I will also note a workshop from Nikhil Mittal (NIKHIL MITTAL), on the use of such things as Teensy, during penetration tests. In short, Teensy is a cheap programmable controller with a USB connector. Therefore, evil uncles use it as a HID device. Actually, we talked about this at the meetings of the DCG group in St. Petersburg, but Nikhil started a whole workshop. How to create, what to do, how to use, etc. In addition, he wrote a whole cloud of loads, such as: turning on Wi-Fi with a password such and such, lifting Meterpreter (backdoor from Metasploit). Enough is fun and exciting. Well, the topic of application - it is forbidden to connect storage and other devices, except for mice and keyboards (HID), to all politicians and tools there. And inserting Teensy into such a PC, we still execute arbitrary code and still infect it. It is clear that the same politicians and tools can protect against this, but, nevertheless, this is a real threat.
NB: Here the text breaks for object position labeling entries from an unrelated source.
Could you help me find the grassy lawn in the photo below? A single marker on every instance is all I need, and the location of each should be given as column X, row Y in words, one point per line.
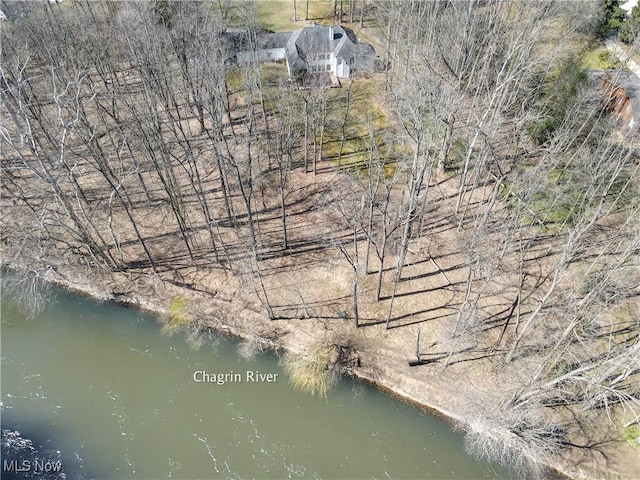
column 600, row 59
column 277, row 15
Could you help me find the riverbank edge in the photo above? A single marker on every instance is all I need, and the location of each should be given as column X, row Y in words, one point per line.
column 427, row 396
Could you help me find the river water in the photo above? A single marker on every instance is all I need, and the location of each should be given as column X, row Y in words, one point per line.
column 98, row 381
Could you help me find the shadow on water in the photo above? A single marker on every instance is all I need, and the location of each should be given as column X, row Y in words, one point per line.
column 99, row 379
column 33, row 452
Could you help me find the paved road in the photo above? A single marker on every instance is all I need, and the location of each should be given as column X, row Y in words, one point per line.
column 615, row 48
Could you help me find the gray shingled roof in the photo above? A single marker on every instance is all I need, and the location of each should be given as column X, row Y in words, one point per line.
column 321, row 39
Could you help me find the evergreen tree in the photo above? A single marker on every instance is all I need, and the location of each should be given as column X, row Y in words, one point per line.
column 613, row 18
column 631, row 28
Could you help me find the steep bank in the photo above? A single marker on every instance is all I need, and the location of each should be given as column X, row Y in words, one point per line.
column 379, row 363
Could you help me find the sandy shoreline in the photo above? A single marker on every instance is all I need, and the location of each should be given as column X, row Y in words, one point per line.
column 387, row 370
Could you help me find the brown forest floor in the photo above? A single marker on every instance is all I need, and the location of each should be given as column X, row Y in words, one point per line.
column 312, row 283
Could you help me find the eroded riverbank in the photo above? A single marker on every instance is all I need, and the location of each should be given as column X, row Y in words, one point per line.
column 101, row 380
column 377, row 363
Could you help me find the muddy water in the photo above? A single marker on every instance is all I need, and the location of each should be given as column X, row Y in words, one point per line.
column 99, row 381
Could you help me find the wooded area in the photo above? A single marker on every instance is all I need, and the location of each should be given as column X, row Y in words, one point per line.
column 476, row 187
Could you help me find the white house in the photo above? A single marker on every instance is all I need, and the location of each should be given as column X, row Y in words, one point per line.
column 313, row 49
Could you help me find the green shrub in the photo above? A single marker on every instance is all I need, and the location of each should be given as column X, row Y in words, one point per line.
column 176, row 316
column 632, row 435
column 313, row 372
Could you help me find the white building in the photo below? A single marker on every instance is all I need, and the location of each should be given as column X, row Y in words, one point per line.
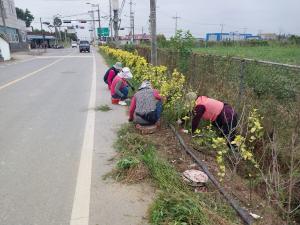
column 12, row 28
column 4, row 49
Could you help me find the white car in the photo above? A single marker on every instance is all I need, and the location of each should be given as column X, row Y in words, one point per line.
column 74, row 44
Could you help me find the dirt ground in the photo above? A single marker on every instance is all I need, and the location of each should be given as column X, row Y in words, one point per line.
column 236, row 186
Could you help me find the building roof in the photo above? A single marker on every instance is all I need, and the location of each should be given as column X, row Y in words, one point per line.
column 4, row 37
column 136, row 37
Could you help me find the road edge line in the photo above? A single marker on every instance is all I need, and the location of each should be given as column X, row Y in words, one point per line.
column 81, row 202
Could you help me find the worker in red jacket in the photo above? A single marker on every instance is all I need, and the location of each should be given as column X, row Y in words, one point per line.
column 219, row 113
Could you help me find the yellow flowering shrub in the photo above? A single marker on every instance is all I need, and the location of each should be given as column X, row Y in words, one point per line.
column 169, row 85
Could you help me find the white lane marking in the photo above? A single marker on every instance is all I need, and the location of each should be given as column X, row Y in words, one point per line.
column 81, row 202
column 59, row 56
column 29, row 75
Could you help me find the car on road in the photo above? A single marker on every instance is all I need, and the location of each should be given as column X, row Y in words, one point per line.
column 84, row 46
column 74, row 44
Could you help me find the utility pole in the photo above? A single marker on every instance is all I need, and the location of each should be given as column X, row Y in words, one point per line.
column 176, row 22
column 115, row 6
column 42, row 32
column 93, row 25
column 153, row 32
column 110, row 21
column 131, row 22
column 3, row 15
column 222, row 27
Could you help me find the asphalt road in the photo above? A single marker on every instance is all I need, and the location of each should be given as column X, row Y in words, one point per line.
column 55, row 147
column 43, row 110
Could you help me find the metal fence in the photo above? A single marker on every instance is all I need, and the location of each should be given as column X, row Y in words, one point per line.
column 273, row 88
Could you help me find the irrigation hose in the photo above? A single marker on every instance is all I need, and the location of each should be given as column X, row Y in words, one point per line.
column 243, row 214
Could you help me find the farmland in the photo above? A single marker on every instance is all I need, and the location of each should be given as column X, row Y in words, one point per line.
column 282, row 54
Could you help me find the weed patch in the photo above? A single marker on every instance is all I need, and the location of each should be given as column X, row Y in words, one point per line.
column 176, row 202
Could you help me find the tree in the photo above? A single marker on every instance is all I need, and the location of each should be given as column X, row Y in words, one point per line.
column 162, row 41
column 25, row 16
column 183, row 43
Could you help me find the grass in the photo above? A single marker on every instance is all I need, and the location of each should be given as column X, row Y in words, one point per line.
column 103, row 108
column 280, row 54
column 176, row 203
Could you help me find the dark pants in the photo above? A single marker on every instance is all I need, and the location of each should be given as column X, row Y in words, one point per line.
column 227, row 122
column 124, row 91
column 151, row 117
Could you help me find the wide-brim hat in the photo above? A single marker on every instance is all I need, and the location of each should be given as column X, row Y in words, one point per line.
column 118, row 66
column 125, row 73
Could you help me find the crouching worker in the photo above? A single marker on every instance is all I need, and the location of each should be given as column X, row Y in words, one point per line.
column 119, row 86
column 146, row 105
column 220, row 114
column 111, row 73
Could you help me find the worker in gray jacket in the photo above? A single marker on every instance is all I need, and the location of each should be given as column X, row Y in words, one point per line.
column 146, row 105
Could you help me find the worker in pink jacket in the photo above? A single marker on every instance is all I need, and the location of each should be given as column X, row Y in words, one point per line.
column 120, row 85
column 219, row 113
column 146, row 105
column 111, row 73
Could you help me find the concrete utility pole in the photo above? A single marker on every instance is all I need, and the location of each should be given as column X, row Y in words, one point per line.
column 115, row 6
column 153, row 32
column 222, row 27
column 110, row 21
column 93, row 25
column 2, row 10
column 131, row 22
column 176, row 22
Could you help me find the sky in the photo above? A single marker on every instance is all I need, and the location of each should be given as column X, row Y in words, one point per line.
column 198, row 16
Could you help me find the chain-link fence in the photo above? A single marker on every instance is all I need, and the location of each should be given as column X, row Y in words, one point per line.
column 273, row 88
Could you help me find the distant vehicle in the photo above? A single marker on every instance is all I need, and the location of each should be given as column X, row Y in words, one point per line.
column 58, row 46
column 84, row 46
column 74, row 44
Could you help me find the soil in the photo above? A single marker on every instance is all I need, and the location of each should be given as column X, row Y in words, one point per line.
column 235, row 185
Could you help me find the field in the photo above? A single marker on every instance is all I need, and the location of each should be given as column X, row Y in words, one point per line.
column 280, row 54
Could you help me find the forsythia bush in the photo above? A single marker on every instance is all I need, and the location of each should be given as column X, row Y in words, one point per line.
column 169, row 86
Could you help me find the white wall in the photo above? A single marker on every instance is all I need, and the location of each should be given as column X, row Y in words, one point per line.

We also hanged out with Nikhil, and he revealed to me the joys of Indian cuisine. Man he is smart and interesting. In addition, I was able to communicate with such giants of the hack-world as Peter Van Eukhot (corelancoder, www.corelan.be ), Dmitry Sklyarov (told a lot of very interesting things), Felix Linder and many others. The atmosphere was fairly informal, despite the "status". On the second day of the conference in one of the Amsterdam bars there was a party from IOActive, where everyone could get an unlimited number of drinks at the expense of the sponsor, which, of course, only contributed to the communication and getting positive emotions. Returning to the reports, there were 2 reports from Russia, one of mine - about pen-testing and 0-day, as well as bugs in Lotus , and the second from Dmitry Sklyarov and Andrey Belenko - with this report Dmitry will also speak at PHD in Moscow, so Not everything is lost. And my report will also see the light at the DCG # 7812 meeting, as well as at the CONFidence conference in Krakow, also in May.



In addition, the conference was a section for the demonstration of developments and software, where Andrei Labunets, a good man and a student of Tyumen State University, spoke, demonstrating his fuzzing framework - Windbgshark. Quite a curious thing: network fuzzer with support for windbg scripts and modification of requests in real time, as well as displaying the structure in wireshark. He even showed one 0-day in the MS code, which was found using his fuzzer.



Summing up, I would like to note the zero presence of the Russian audience at foreign conferences. Understanding the reasons for this is not difficult. But still somewhat offensive. At the same time, I would like to note that the share of Ukrainian visitors is stable - in the area of ​​one person per conference. Last year it was at CONFidence that I met Gleb from the Ukrainian Information Security Group, this year - with Nazar from SoftServe. People are drawn to the knowledge and exchange of experience. It is inspiring!





In the photo: Andrei Labunets, I am d00kie , Nazar, Dmitry Sklyarov.